Gentili signore, egregi signori,
cari amici,
Enfances volées - Verdingkinder reden – Voci di bambini in
appalto! Un messaggio schietto e chiaro!
Era il 2008 quando sono entrato per la prima volta in contatto
con la mostra itinerante «Voci di bambini in appalto». A quel
tempo ero Presidente di Integras, Associazione professionale
per l’educazione sociale e la pedagogia specializzata, e a una
riunione abbiamo discusso con gli organizzatori la possibilità
di collaborare in vista della prima tappa della mostra
itinerante, nel 2009 a Berna. Io, che come migliaia di altri
bambini dati in affidamento coatto ho tenuto nascosta la mia
vita per anni, per vergogna e per un senso di colpa interiore,
per paura di nuove stigmatizzazioni, mi sono visto
all’improvviso assieme ad altre persone impegnate che si erano
poste l’obiettivo di togliere dall’ombra e di elaborare un
capitolo oscuro e a lungo rimosso della storia sociale
svizzera.
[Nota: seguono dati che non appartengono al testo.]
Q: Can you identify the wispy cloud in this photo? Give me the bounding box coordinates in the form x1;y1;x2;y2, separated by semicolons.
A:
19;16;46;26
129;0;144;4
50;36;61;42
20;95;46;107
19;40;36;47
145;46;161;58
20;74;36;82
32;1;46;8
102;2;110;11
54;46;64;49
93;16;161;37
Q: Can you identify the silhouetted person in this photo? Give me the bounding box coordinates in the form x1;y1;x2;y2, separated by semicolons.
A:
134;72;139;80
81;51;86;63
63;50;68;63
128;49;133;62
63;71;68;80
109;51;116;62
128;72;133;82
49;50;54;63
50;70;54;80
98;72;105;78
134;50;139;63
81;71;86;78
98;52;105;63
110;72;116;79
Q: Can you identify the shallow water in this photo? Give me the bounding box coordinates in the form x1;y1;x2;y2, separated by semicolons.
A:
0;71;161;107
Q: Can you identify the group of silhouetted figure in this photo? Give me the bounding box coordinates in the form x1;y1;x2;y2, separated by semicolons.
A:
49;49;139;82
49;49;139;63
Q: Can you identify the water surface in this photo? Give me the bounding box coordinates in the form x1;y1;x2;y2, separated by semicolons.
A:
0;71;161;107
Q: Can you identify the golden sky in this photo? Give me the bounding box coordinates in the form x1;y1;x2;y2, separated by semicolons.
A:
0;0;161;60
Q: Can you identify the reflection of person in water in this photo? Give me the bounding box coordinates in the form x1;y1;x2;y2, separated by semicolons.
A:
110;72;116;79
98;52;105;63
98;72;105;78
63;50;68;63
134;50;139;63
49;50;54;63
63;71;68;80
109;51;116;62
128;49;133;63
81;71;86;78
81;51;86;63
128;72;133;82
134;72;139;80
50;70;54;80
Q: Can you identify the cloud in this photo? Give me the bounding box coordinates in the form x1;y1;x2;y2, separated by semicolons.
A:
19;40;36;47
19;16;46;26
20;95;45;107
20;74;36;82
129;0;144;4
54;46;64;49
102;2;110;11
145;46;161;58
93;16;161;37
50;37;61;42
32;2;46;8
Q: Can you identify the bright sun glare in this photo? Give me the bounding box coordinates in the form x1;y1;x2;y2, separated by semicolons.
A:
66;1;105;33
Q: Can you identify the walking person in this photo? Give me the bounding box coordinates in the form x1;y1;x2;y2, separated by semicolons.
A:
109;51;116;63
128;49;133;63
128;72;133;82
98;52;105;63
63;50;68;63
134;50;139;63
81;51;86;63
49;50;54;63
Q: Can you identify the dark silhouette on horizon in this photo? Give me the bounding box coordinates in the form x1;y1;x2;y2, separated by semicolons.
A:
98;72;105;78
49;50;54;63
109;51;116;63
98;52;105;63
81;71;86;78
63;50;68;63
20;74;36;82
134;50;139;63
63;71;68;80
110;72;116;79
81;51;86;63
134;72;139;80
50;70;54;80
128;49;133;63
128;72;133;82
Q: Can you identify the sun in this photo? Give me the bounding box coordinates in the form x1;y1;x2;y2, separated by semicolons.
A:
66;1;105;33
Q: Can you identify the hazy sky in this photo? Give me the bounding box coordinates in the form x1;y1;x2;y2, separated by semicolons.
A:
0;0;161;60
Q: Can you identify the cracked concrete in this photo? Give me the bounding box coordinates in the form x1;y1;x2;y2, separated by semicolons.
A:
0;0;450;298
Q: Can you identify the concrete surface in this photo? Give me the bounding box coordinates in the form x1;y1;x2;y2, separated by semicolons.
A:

Io, che avevo creduto di essere solo con la mia
triste storia, incompreso, sono stato improvvisamente
testimone di una toccante solidarietà da persone non
direttamente colpite, ma impegnate, che condividevano i nostri
destini, le nostre storie di bambini in appalto. Era una
novità! Era liberatorio, era una fortuna!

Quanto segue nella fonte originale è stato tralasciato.